The origin of the Plague priests is unknown. Some scholars speculate that they arose in the chaos that followed the downfall of the Empire of the Sun. However Beltran the Irontongued states in his authoritative "Forbidden Cults" that the sect is much older than that, although it gained many converts in those years. He claims that the cult dates back to the all but forgotten Dark Millennia. The Plague priests have always been zealous in sending converts out to spread the faith, and since these prosetylizers work in independent, closed cells to prevent infiltration of the parent cult, they often lose touch. Today, offshoots of the cult exist in many realms - some barely recognisable, others closely linked to the parent cult.

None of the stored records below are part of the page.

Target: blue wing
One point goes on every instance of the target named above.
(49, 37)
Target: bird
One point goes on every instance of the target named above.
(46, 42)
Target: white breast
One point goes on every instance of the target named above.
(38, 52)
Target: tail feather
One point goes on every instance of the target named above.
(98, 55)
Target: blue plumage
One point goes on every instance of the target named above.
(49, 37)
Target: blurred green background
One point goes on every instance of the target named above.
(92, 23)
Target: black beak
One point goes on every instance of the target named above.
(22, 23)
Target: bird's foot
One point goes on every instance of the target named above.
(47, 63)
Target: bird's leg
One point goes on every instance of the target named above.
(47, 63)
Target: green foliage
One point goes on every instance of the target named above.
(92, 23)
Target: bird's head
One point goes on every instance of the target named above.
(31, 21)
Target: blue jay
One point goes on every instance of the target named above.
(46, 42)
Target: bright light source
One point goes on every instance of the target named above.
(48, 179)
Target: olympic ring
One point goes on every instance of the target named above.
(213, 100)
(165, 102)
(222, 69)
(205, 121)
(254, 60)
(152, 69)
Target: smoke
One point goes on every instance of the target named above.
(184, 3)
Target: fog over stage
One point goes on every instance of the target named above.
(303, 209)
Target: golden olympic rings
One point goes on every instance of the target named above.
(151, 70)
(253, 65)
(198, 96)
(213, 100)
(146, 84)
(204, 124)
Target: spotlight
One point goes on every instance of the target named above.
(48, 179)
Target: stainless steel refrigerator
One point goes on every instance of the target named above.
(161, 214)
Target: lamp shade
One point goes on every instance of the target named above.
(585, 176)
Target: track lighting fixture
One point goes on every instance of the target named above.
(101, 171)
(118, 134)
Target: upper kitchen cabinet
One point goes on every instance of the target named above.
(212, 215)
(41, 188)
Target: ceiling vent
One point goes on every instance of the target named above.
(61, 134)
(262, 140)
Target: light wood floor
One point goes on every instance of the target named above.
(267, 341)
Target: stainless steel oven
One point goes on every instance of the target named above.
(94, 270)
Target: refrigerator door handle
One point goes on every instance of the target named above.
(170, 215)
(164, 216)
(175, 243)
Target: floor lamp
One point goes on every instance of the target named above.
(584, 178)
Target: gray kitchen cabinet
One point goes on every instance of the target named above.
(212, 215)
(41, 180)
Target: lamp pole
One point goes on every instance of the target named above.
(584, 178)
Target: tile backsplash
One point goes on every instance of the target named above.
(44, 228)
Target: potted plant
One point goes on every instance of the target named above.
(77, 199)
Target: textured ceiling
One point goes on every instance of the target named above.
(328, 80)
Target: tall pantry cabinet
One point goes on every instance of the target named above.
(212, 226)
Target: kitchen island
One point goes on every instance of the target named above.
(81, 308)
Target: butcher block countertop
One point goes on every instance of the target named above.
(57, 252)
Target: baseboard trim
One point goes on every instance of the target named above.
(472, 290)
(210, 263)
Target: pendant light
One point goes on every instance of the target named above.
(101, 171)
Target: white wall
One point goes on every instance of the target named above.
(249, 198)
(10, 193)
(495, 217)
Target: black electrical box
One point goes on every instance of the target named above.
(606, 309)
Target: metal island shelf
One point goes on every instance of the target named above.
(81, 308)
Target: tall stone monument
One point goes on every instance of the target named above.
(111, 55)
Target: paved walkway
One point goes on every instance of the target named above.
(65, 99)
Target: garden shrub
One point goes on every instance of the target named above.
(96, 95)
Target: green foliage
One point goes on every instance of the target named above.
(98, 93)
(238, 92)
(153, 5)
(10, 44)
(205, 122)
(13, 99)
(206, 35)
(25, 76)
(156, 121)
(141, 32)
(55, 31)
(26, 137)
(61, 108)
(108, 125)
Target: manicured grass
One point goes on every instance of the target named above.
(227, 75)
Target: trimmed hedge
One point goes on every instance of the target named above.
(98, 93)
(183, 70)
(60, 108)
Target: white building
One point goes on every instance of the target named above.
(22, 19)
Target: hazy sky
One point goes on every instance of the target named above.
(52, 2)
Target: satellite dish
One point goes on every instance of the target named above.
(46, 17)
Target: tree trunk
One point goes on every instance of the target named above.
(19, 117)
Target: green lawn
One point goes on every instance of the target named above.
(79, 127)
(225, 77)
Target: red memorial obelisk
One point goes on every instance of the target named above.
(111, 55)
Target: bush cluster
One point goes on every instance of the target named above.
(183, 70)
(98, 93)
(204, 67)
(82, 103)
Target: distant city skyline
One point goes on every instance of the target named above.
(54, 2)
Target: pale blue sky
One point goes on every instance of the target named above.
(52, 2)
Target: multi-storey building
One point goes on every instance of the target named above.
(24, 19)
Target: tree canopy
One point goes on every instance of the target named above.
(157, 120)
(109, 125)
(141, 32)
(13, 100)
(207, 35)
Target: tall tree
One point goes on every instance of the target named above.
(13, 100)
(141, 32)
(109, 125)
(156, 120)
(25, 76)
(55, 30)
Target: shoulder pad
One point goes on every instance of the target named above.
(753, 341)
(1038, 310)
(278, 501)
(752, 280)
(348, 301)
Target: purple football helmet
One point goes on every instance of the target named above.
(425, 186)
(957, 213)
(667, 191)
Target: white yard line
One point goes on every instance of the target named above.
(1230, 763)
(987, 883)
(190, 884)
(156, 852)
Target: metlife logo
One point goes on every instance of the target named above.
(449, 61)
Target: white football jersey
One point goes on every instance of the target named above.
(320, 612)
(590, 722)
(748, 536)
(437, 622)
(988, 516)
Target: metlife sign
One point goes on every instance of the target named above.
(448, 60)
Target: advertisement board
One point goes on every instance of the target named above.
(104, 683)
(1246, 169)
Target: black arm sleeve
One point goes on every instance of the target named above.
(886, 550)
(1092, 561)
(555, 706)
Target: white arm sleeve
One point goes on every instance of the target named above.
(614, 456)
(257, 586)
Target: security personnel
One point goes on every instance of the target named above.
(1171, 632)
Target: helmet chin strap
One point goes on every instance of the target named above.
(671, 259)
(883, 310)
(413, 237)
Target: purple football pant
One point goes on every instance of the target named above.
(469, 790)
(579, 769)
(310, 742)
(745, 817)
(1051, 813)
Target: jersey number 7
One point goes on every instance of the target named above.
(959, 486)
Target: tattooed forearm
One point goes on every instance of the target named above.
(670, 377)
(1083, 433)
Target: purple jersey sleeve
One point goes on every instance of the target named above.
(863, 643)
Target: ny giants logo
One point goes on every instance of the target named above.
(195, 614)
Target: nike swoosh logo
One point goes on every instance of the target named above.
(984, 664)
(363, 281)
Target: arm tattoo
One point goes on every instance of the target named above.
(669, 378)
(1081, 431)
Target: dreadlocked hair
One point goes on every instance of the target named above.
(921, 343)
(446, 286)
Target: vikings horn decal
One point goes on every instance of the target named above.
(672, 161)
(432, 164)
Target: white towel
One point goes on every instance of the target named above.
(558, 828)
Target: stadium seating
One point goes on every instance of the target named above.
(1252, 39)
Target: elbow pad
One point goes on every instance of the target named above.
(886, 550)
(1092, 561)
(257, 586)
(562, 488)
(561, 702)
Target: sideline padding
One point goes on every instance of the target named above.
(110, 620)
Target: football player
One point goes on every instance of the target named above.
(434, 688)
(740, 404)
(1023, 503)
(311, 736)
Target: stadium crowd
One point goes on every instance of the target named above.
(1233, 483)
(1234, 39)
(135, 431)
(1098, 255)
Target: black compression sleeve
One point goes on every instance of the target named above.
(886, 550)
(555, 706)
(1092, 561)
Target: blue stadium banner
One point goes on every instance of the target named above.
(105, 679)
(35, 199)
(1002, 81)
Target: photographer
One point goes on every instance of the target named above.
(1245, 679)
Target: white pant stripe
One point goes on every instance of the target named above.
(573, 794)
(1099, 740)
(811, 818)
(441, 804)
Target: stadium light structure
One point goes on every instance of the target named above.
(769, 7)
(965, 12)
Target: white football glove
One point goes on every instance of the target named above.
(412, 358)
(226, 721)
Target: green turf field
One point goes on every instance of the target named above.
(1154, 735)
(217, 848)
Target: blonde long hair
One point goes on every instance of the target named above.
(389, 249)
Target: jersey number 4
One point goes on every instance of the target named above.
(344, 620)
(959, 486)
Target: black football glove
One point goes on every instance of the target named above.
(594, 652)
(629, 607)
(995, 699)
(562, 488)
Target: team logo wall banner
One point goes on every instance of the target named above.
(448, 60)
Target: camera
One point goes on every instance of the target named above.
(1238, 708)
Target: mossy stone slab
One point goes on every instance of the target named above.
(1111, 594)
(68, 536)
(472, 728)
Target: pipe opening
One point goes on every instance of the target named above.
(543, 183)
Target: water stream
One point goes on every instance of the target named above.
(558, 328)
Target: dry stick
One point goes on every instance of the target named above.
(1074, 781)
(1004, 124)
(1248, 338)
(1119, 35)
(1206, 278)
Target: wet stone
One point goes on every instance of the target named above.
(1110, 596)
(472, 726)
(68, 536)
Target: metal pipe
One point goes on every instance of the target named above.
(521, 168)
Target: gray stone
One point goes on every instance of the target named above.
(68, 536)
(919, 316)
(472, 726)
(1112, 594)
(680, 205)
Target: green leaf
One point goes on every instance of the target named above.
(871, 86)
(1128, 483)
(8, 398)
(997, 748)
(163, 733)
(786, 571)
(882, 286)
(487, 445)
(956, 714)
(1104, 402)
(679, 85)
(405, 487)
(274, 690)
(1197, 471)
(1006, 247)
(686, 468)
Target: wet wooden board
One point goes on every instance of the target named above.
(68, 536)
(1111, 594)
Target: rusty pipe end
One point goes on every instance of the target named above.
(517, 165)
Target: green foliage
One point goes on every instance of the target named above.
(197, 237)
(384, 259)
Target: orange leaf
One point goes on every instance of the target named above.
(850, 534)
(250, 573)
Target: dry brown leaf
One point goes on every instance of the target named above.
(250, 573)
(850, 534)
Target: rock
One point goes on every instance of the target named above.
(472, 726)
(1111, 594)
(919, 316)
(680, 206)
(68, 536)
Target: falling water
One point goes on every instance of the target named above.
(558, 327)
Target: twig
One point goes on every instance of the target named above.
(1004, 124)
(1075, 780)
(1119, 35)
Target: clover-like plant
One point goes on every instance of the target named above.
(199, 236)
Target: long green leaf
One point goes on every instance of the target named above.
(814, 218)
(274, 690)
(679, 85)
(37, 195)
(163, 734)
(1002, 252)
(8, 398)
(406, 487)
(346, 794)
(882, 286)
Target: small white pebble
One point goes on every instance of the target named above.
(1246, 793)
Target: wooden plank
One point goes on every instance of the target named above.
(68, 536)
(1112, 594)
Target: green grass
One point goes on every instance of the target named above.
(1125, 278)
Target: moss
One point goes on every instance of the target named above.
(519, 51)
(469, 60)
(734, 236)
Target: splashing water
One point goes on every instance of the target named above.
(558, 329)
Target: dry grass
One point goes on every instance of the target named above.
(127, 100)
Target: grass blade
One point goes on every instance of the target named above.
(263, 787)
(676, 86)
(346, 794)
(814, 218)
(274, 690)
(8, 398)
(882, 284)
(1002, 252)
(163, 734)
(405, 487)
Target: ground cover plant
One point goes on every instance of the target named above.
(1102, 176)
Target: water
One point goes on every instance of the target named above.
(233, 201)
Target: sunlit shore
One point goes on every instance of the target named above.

The cultists themselves have certain features in common. They have in common a secret language known as "Speaking of the gods". Even in sects that have been long separated, this language is closely guarded and maintained, so that the cultists can communicate, or at worst, recognise each other. Members of the Plague priests are also distinguished by a certain fatalism, and in most cases, stoicism as well. A cultist in a position of power has been known to flee to avoid discovery and then work for years as a rag-clad mendicant, spreading sedition among beggars without apparent woe. Although they have no objection to the use of weapons, and indeed, have produced many doughty warriors, most powerful Plague priests are sorcerers, since they normally act in a covert fashion, which drawn blades can only compromise. When blood is shed, they prefer it be by their dupes. The cult gets its popular name from the potent sorceries they have developed to cause disease - a very efficient way of spreading misery. The actual message of contrition is rarely revealed as coming from a Plague priest - rather, members often masquerade as belonging to other religions, or as good samaritans, who in the wake of devastating wars or plagues, preach a creed of fatalism and repentance. By and large, such a message often attracts the approval of the powers that be. Other cultists join poor or dispossessed people and instruct them to rebel - to overthrow their masters and to share wealth equally. The inevitable wars and massacres create fertile ground for the preachers of repentance and further one other goal of the cult - the overthrow of established authority. Since most authority leads to stability and inevitably complacency in the population, it is viewed as antithetical to the movement's goals. They therefore work to make tyrannical regimes worse, and to destabilise more moral realms.